Now, as a contributor to the Brim projects (i.e. not just a user), I happen to know that zq is relying on the AWS SDK for Go. In the section on "Specifying the AWS Region", the .aws/config is not listed among the things that it looks in automatically. But it does mention that it would start looking there if you set AWS_SDK_LOAD_CONFIG=true. Sure enough;

$ export AWS_SDK_LOAD_CONFIG=true
$ echo '{"foo": "bar"}' | zq -o s3://zq-771/foo.zng -
$ zq -t s3://zq-771/foo.zng
#0:record[foo:string]
0:[bar;]

This seemed strange to me, since in the section on "Specifying Credentials" it indicates that the SDK will look in $HOME/.aws/credentials even without any special environment variables having been set. For instance, if I unset AWS_SDK_LOAD_CONFIG and specify the Region using a different environment variable, this also works, indicating it was still finding & using the credentials without a problem.

$ unset AWS_SDK_LOAD_CONFIG
$ echo '{"foo": "bar"}' | zq -o s3://zq-771/foo.zng -
MissingRegion: could not find region configuration
$ export AWS_REGION=us-west-1
$ zq -t s3://zq-771/foo.zng
#0:record[foo:string]
0:[bar;]

Therefore, I'm of the opinion that this is a hazard that other users may run into.

It seems like we could do one of a few things:

  1. We could implement some new flag like -aws-region and point the user at it in the error message

  2. Instead of implementing a flag, we could point them at the environment variable options.
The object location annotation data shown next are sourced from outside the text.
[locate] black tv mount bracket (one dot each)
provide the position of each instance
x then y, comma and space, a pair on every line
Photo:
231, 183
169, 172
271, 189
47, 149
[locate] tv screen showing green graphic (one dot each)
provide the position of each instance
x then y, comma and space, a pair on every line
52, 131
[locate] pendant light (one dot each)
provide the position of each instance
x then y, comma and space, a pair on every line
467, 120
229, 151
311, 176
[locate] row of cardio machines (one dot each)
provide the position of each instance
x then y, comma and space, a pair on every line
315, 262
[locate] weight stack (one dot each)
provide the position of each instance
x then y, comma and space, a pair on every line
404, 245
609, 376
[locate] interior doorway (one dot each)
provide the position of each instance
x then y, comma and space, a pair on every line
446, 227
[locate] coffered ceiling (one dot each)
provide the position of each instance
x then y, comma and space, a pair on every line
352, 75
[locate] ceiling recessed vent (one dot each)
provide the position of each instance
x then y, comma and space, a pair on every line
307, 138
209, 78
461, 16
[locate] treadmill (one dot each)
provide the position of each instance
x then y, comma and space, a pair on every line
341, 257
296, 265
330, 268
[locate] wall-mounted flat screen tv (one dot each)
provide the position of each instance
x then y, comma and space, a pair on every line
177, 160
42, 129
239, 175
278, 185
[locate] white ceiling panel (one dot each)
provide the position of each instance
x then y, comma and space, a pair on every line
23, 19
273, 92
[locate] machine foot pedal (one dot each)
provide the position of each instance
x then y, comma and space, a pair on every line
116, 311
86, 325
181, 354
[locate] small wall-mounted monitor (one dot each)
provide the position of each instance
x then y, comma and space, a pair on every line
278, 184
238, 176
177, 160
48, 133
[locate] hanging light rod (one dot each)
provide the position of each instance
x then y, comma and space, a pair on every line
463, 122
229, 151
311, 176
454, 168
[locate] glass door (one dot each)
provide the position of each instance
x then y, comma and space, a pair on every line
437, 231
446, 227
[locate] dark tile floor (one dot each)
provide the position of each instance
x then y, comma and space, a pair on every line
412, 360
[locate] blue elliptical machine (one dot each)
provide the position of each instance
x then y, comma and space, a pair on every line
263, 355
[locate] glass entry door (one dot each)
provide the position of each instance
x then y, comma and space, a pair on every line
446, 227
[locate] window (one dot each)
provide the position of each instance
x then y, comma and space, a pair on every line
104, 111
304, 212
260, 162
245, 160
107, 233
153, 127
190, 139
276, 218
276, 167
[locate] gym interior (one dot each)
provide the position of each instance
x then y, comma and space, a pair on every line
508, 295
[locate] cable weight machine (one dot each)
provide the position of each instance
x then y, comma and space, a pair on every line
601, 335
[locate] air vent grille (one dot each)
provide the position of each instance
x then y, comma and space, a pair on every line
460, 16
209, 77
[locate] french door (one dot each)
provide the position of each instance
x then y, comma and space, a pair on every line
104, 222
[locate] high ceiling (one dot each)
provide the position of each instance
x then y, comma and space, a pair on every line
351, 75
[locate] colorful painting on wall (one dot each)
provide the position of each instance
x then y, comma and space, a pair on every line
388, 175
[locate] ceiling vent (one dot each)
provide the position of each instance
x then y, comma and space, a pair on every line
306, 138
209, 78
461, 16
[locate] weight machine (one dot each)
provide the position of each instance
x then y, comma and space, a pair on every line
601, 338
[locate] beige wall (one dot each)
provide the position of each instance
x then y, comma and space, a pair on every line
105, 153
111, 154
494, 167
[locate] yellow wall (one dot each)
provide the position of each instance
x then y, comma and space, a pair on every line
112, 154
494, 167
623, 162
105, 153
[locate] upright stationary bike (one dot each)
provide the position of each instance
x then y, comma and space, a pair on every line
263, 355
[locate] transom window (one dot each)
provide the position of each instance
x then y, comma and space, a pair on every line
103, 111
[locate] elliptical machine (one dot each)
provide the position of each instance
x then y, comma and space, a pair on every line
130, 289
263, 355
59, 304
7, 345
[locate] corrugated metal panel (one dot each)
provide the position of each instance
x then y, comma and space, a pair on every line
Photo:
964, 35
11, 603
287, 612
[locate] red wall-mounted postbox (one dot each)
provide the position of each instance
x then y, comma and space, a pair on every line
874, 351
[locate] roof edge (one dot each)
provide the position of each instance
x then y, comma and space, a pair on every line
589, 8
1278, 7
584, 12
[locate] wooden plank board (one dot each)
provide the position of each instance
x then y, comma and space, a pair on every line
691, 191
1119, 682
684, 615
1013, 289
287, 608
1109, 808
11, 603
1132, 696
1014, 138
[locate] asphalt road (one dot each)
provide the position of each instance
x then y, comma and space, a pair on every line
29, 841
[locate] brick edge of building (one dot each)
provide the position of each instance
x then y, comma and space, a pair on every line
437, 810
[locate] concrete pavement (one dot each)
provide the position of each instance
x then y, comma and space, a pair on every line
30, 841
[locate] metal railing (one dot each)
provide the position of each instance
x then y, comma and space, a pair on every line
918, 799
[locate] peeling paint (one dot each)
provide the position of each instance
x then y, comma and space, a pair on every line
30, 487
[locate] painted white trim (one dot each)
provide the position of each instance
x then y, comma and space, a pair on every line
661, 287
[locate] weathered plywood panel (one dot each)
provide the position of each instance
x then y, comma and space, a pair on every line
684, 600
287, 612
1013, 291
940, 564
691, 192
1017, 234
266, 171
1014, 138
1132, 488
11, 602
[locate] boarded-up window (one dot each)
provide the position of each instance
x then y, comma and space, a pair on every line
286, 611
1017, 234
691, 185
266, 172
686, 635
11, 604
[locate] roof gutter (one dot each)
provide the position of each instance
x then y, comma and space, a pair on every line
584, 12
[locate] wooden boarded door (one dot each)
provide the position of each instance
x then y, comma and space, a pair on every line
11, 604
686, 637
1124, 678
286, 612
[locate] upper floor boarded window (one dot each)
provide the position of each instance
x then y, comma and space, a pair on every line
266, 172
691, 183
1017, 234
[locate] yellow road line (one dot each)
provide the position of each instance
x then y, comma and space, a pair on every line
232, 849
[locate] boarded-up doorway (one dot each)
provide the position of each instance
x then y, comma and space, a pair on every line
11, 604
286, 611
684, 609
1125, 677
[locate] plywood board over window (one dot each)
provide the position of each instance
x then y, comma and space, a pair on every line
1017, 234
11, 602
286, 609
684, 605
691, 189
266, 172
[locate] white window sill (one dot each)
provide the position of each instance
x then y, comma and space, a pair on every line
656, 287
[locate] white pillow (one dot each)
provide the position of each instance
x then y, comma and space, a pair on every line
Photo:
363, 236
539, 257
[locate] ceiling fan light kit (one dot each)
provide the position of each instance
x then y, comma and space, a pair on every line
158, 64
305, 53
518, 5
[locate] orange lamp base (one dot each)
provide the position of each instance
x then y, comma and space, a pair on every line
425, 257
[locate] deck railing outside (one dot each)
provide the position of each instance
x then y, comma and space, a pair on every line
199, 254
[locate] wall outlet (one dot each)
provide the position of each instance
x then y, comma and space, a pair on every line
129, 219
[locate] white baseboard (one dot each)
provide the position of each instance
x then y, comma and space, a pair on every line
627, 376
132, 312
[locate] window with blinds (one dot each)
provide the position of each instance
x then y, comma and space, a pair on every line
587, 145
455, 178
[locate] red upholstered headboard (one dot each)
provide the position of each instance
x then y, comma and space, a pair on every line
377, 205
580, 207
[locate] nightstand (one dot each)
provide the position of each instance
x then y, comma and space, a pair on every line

It might be easiest to just mention AWS_REGION, since if we mention AWS_SDK_LOAD_CONFIG it leaves open the possibility that they might set the variable but still be missing a $HOME/.aws/config file, whereas just putting a bad Region in AWS_REGION gets a more helpful error:

$ export AWS_REGION="foo-region"
$ echo '{"foo": "bar"}' | zq -o s3://zq-771/bar.zng -
RequestError: send request failed
caused by: Put "https://zq-771.s3.foo-region.amazonaws.com/bar.zng": dial tcp: lookup zq-771.s3.foo-region.amazonaws.com: no such host
  1. We could punt on significant code changes and instead return a URL to some reference alongside the error messages. One approach might be to link to the AWS SDK for Go docs (IMO this is ok, but not great, since the SDK itself still seems quirky as described above) or write an article on our Wiki that links to the AWS SDK for Go docs, explains how we rely on it, and walks through examples of how to make sure their config is set correctly (better, IMO, since that way we can show a "happy path" that avoids the quirks).
alfred-landrum commented 4 years ago

I wanted mention another option: the session.NewSessionWithOptions function exists in the aws Go sdk, and supports a parameter SharedConfigState: https://docs.aws.amazon.com/sdk-for-go/api/aws/session/#hdr-Creating_Sessions

If passed the correct value: SharedConfigState: session.SharedConfigEnable, it would act as if AWS_SDK_LOAD_CONFIG=true were set in the users environment always. I'd advocate for this, as it at least attempts to load all of the config including the region setting.

philrz commented 3 years ago

I can verify that as of GA zq tagged v0.22.0, having completed the base AWS CLI config is now enough to make this work.

$ echo '{"foo": "bar"}' | zq -o s3://brim-scratch/foo.zng -
$ zq -t s3://brim-scratch/foo.zng
#0:record[foo:string]
0:[bar;]

As noted by @alfred-landrum in #1109 when this improvement was added:

This won't close [this issue], as it doesn't improve the error if a user still doesn't have their config in place, but should help avoid users running into it the first time they try to use S3 objects.

To put it another way, the error MissingRegion: could not find region configuration when AWS config is completely missing is still not as descriptive as it could be.

croteb commented 2 years ago

If you have a complex aws config with for example mfa you will get a panic: panic: AssumeRoleTokenProviderNotSetError: assume role with MFA enabled, but AssumeRoleTokenProvider session option not set.